If you want to use a throughput predictor witha provided wrapper with new command line options, you just need to add a new entry to the json dict in predictors/pred_registry.json in your AnICA config environment with a suitable unique key. You may take inspiration from the predictors/pred_registry_template.json template collection.

Add a new Throughput Predictor

To evaluate a new throughput predictor, you need to implement a new wrapper for it in the iwho.predictors package. Be sure to base your wrapper on one or more of the existing ones, and to add the new one to the available classes in lib/iwho/iwho/predictors/__init__.py. Lastly, you need to add a corresponding entry to the predictor registry in your configuration environment.

Add a new Feature Kind

If you want to expand AnICA to reason about new aspects of instruction schemes, you will need to add a new feature to the InsnFeatureManager. It is located in the anica.insnfeaturemanager module.

You need to expand the extract_feature function there with a case that extracts the desired information from any given InsnScheme.

A shortcut for this implementation is possible if you only want to extract the feature from the uops.info xml file. Then, you can just expand the extract_features function in lib/iwho/scripts/scheme_extractor_uops_info.py to add a value for the feature to the results dictionary (and regenerate the instruction schemes there with lib/iwho/build_schemes.sh). The default case in the InsnfeatureManager tries to look up any unknown feature there.

With the extract_feature case in place, you can add an entry for the feature in the insn_feature_manager.features list in your abstraction configuration, and optionally also to the _default_features in the anica.insnfeaturemanager module.

Add a new Feature Abstraction

If you want to expand AnICA with a new way of representing subsets of instruction schemes, you need to implement a new abstract feature.

Start by implementing a new subclass of AbstractFeature in anica.abstractblock (and feel free to take inspiration from the existing ones). Additionally, you need to extend the lookup() and init_abstract_features() methods in the InsnFeatureManager (in the anica.insnfeaturemanager module). The latter determines the interaction with insn_feature_manager.features entries in your abstraction config and needs to initialize an object of your AbstractFeature implementation. The former queries for a set of InsnSchemes that match an instance of your AbstractFeature. For decent performance, your lookup implementation should use an index whose construction you can implement in the _build_index() method. Take inspiration from the documentation there and the existing abstract features.

Directory Overview

  • ./anica - This directory contains the python modules that constitute the AnICA library. The most notable modules are anica.discovery, which contains the core algorithms, and anica.abstractblock containing the implementation of the basic block abstraction.

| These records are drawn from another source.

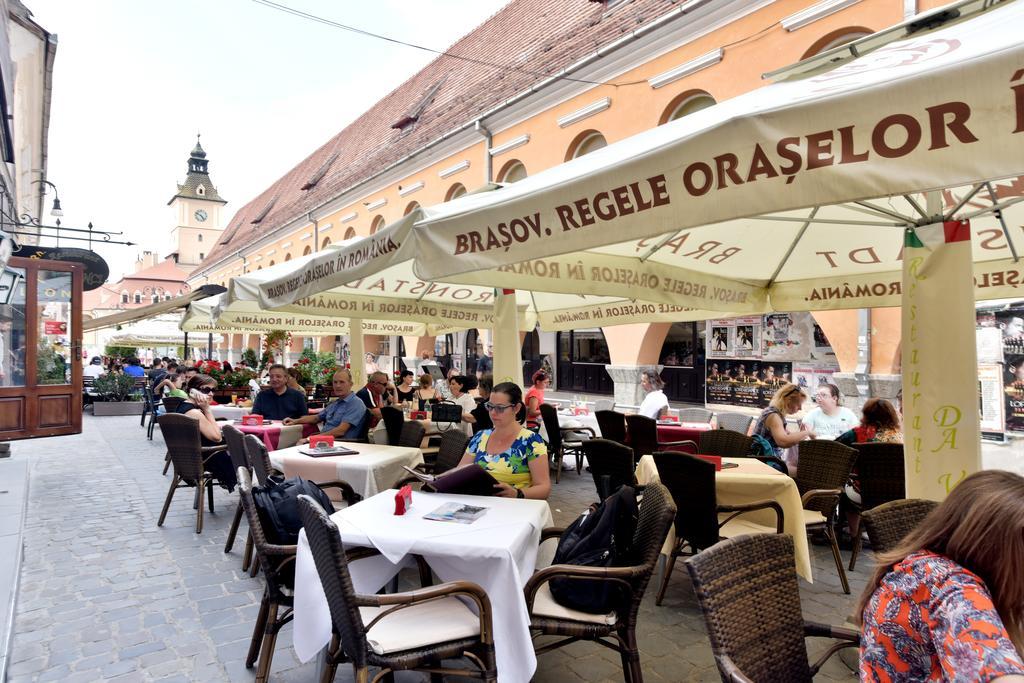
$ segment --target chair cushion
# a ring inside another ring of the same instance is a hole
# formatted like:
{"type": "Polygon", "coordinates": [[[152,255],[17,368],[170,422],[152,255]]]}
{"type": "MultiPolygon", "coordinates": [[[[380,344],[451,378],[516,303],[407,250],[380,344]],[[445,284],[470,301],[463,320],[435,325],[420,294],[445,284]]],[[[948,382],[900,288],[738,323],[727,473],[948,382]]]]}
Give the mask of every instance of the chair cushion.
{"type": "Polygon", "coordinates": [[[828,520],[825,519],[825,515],[821,514],[817,510],[804,510],[804,526],[811,526],[812,524],[824,524],[828,520]]]}
{"type": "Polygon", "coordinates": [[[616,621],[615,612],[608,614],[590,614],[565,607],[555,602],[549,588],[550,582],[545,581],[537,590],[533,598],[533,613],[538,617],[549,617],[552,619],[569,619],[571,621],[584,621],[589,624],[605,624],[611,626],[616,621]]]}
{"type": "MultiPolygon", "coordinates": [[[[394,607],[360,607],[359,614],[369,624],[394,607]]],[[[479,636],[479,618],[458,598],[447,597],[384,617],[366,632],[366,641],[376,654],[386,655],[479,636]]]]}
{"type": "MultiPolygon", "coordinates": [[[[718,520],[721,522],[723,519],[728,517],[730,513],[723,513],[718,515],[718,520]]],[[[742,536],[743,534],[774,534],[775,527],[768,526],[767,524],[758,524],[752,522],[749,519],[744,518],[742,515],[735,519],[729,520],[729,522],[718,529],[718,535],[722,538],[733,538],[735,536],[742,536]]]]}

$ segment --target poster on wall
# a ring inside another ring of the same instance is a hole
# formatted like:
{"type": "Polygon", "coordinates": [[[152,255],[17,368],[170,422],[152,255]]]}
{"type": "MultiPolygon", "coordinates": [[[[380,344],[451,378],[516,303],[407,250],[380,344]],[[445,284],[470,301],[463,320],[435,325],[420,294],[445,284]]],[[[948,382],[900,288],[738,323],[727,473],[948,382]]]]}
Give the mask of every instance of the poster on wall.
{"type": "Polygon", "coordinates": [[[811,356],[814,318],[810,313],[769,313],[762,325],[762,357],[801,361],[811,356]]]}
{"type": "Polygon", "coordinates": [[[835,359],[836,353],[832,350],[832,343],[825,336],[825,330],[821,329],[821,325],[814,323],[814,348],[811,352],[813,358],[818,359],[835,359]]]}
{"type": "Polygon", "coordinates": [[[761,316],[712,320],[709,327],[709,357],[761,357],[761,316]]]}
{"type": "Polygon", "coordinates": [[[804,390],[808,396],[814,393],[817,384],[814,382],[814,366],[793,364],[793,384],[804,390]]]}
{"type": "Polygon", "coordinates": [[[726,325],[711,325],[711,335],[709,338],[709,344],[711,348],[708,349],[709,356],[729,356],[731,355],[731,348],[729,346],[730,327],[726,325]]]}
{"type": "Polygon", "coordinates": [[[979,365],[1003,362],[1003,335],[998,327],[979,327],[974,338],[979,365]]]}
{"type": "Polygon", "coordinates": [[[707,402],[764,408],[792,373],[791,363],[709,360],[707,402]]]}
{"type": "Polygon", "coordinates": [[[814,386],[811,388],[811,391],[816,391],[818,389],[818,387],[820,387],[820,386],[822,386],[824,384],[831,384],[832,386],[839,386],[838,384],[836,384],[836,380],[832,376],[835,373],[836,373],[836,371],[834,369],[832,369],[832,368],[822,368],[822,367],[814,368],[814,386]]]}
{"type": "Polygon", "coordinates": [[[1024,431],[1024,355],[1006,356],[1003,393],[1006,401],[1006,429],[1024,431]]]}
{"type": "Polygon", "coordinates": [[[978,411],[983,439],[1004,441],[1006,438],[1002,375],[1003,366],[999,363],[978,365],[978,411]]]}

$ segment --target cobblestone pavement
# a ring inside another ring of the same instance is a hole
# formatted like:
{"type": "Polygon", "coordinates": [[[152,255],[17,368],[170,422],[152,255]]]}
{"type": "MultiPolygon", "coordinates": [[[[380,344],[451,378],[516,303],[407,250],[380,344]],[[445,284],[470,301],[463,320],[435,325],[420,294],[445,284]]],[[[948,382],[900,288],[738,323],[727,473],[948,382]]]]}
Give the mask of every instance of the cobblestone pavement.
{"type": "MultiPolygon", "coordinates": [[[[244,658],[262,585],[241,571],[245,538],[224,554],[238,497],[218,489],[216,513],[193,531],[192,497],[180,491],[156,526],[170,477],[161,476],[159,430],[147,441],[138,420],[86,415],[84,433],[19,443],[30,461],[28,517],[9,680],[250,681],[244,658]]],[[[593,480],[565,473],[551,507],[567,524],[594,496],[593,480]]],[[[864,585],[870,553],[839,587],[827,548],[811,546],[815,583],[801,581],[804,614],[841,624],[864,585]]],[[[844,552],[849,558],[849,553],[844,552]]],[[[652,582],[653,585],[653,582],[652,582]]],[[[662,607],[648,591],[640,614],[647,681],[716,681],[710,645],[682,567],[662,607]]],[[[824,642],[811,642],[812,652],[824,642]]],[[[422,680],[415,674],[399,681],[422,680]]],[[[312,663],[292,653],[291,628],[278,639],[272,681],[314,681],[312,663]]],[[[338,680],[351,680],[342,669],[338,680]]],[[[539,658],[536,681],[621,681],[618,656],[576,643],[539,658]]],[[[854,680],[833,660],[819,680],[854,680]]]]}

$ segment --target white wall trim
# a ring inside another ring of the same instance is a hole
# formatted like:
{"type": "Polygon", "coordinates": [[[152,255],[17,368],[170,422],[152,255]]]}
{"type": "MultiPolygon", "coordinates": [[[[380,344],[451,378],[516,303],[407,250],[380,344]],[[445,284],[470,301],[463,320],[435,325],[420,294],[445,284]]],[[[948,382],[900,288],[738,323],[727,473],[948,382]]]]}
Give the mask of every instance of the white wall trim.
{"type": "Polygon", "coordinates": [[[378,199],[378,200],[377,200],[377,201],[375,201],[375,202],[368,202],[368,203],[366,204],[366,210],[367,210],[367,211],[376,211],[376,210],[377,210],[377,209],[379,209],[380,207],[382,207],[382,206],[386,206],[386,205],[387,205],[387,203],[388,203],[388,200],[387,200],[387,198],[386,198],[386,197],[385,197],[384,199],[378,199]]]}
{"type": "Polygon", "coordinates": [[[282,244],[281,248],[282,249],[287,249],[290,246],[292,246],[291,240],[289,240],[289,241],[285,242],[284,244],[282,244]]]}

  • ./tool - This directory provides the entry-point python scripts to use AnICA.

  • ./scripts - Here are several more entry-point scripts for specific tasks in the development and evaluation of AnICA.

  • ./configs - Here are (default) files to configure the behavior of AnICA. It is recommended to not change them here, but to use an individual configuration environment created with the anica-make-configs command.

  • ./lib - This directory contains custom dependencies for AnICA. Specifically, this is the iwho library, which is used to work with instructions, instruction schemes, and basic blocks.

  • ./tests - This directory contains the testing for the AnICA module. Running the scripts in there should not yield unexpected failures.

  • ./case_studies - This directory contains some assembly files that trigger inconsistencies that AnICA found.

  • ./setup_venv.sh - This script sets up a python virtual environment at ./env/anica/ and installs AnICA's dependencies in it. Make sure to activate the environment with source ./env/anica/bin/activate when using any AnICA-related scripts. Using a virtual environment is not strictly necessary, but strongly recommended.

  • ./requirements.txt - This file lists required python modules for using AnICA. It can be installed using pip3 -r requirements.txt (which the setup_venv.sh script does, in a virtual environment).